Protein Supplementation Enhances the Effects of Intermittent Loading on Skeletal Muscles by Activating the mTORC1 Signaling Pathway in a Rat Model of Disuse Atrophy.

Inactivity leads to skeletal muscle atrophy, whereas intermittent loading (IL) during hind limb unloading (HU) attenuates muscle atrophy. However, the combined effects of IL and protein supplementation on disuse muscle atrophy are unclear.

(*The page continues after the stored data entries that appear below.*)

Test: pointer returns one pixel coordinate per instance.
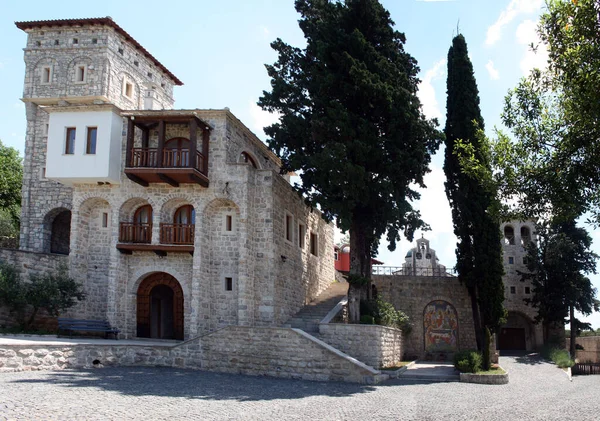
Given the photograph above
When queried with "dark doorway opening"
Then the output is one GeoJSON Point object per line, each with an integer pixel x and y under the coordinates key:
{"type": "Point", "coordinates": [160, 307]}
{"type": "Point", "coordinates": [60, 233]}
{"type": "Point", "coordinates": [512, 339]}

Therefore, we investigated the effects of IL and a high-protein oral nutritional supplement (HP) during HU on skeletal muscle mass and protein synthesis/breakdown. Male F344 rats were assigned to the control (CON), 14-day HU (HU), IL during HU (HU + IL), and IL during HU followed by HP administration (2.6 g protein/kg/day; HU + IL + HP) groups. Soleus and gastrocnemius muscles were sampled 30 min after the last IL and HP supplementation. HU decreased relative soleus and gastrocnemius muscle masses. Relative muscle masses and p70 ribosomal protein S6 kinase/ribosomal protein S6 phosphorylation in soleus and gastrocnemius muscles were higher in the HU + IL group than the HU group and further higher in the HU + IL + HP group than the HU + IL group in gastrocnemius muscle. Therefore, protein administration plus IL effectively prevented skeletal muscle atrophy induced by disuse, potentially via enhanced activation of targets downstream of mammalian target of rapamycin complex 1 (mTORC1) signaling pathway.